Impala provides fast, interactive SQL queries directly on your Apache Hadoop data stored in HDFS, HBase, or the Object Storage Service (OBS). In addition to using the same unified storage platform, Impala also uses the same metadata, SQL syntax (Hive SQL), ODBC driver, and user interface (Impala query UI in Hue) as Apache Hive. This provides a familiar and unified platform for real-time or batch-oriented queries. Impala is an addition to tools available for querying big data. Impala does not replace the batch processing frameworks built on MapReduce such as Hive. Hive and other frameworks built on MapReduce are best suited for long running batch jobs.
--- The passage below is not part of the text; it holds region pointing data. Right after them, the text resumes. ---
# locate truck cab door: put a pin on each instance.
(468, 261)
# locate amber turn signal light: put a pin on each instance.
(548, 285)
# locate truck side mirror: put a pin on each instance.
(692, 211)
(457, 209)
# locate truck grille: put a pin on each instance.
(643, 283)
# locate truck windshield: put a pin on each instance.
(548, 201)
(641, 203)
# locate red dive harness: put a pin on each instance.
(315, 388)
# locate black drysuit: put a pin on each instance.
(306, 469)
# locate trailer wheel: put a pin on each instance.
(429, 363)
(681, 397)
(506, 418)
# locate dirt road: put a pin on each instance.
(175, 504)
Impala provides the following features:

  • Most common SQL-92 features of Hive Query Language (HQL) including SELECT, JOIN, and aggregate functions
  • HDFS, HBase, and OBS storage, including:
    • HDFS file formats: delimited text files, Parquet, Avro, SequenceFile, and RCFile
    • Compression codecs: Snappy, GZIP, Deflate, BZIP
  • Common data access interfaces including:
    • JDBC driver
    • ODBC driver
    • Hue Beeswax and the Impala query UI
  • Impala-shell command line interface
  • Kerberos authentication

Impala applies to offline analysis (such as log and cluster status analysis) of real-time data queries, large-scale data mining (such as user behavior analysis, interest region analysis, and region display), and other scenarios.

For details about Impala, visit https://impala.apache.org/impala-docs.html.
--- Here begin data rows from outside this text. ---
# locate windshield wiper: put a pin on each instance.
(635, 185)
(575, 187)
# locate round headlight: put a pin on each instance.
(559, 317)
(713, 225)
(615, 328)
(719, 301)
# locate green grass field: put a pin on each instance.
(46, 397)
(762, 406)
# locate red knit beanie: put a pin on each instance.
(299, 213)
Impala consists of three roles: Impala Daemon (Impalad), Impala StateStore, and Impala Catalog Service.

Impala Daemon

The core Impala component is the Impala daemon, physically represented by the impalad process.

A few of the key functions that an Impala daemon performs are:

  • Runs on all data nodes.
  • Reads and writes to data files.
  • Accepts queries transmitted from the Impala-shell command, Hue, JDBC, or ODBC.
  • Parallelizes the queries and transmits intermediate query results back to the central coordinator.
  • Invokes a node to return the query results to the client.

The Impala daemons are in constant communication with StateStore, to confirm which daemons are healthy and can accept new work.

Impala StateStore

The Impala component known as the StateStore checks on the health of all Impala daemons in a cluster, and continuously relays its findings to each of those daemons. It is physically represented by a daemon process named statestored. You only need such a process on one host in a cluster. If an Impala daemon goes offline due to hardware failure, network error, software issue, or other reason, the StateStore informs all the other Impala daemons so that future queries can avoid making requests to the unreachable Impala daemon.

Impala Catalog Service

The Impala component known as the Catalog Service relays the metadata changes from Impala SQL statements to all the Impala daemons in a cluster. It is physically represented by a daemon process named catalogd. When you create a table, load data, and so on through Hive, you do need to issue REFRESH or INVALIDATE METADATA on an Impala daemon before executing a query there. The catalog service avoids the need to issue REFRESH and INVALIDATE METADATA statements when the metadata changes are performed by statements issued through Impala.

Relationships with other components

  • Hadoop Distributed File System (HDFS)

    Impala uses the HDFS to store files. It parses and processes structured data with highly reliable underlying storage supported by HDFS. Impala does not move data in HDFS and provides faster access.

  • Hive

    Impala uses Hive metadata, Open Database Connectivity (ODBC) driver, and SQL syntax. Unlike Hive, which is over MapReduce, Impala implements a distributed architecture based on daemon and handles all query executions on the same node. Therefore, Impala is faster than Hive by reducing the latency caused by MapReduce.

  • Kudu

    Kudu is closely integrated with Impala to replace the combination of Impala, HDFS, and Parquet, allowing you to insert, query, update, and delete data from Kudu tablets using Impala's SQL syntax. In addition, you can use JDBC or ODBC. Impala functions as a proxy to connect to Kudu for data operations.

  • HBase

    By default, Impala tables use data files stored in HDFS to facilitate batch loading and query in full table scans. However, HBase can provide convenient and efficient query of OLTP-style organization data.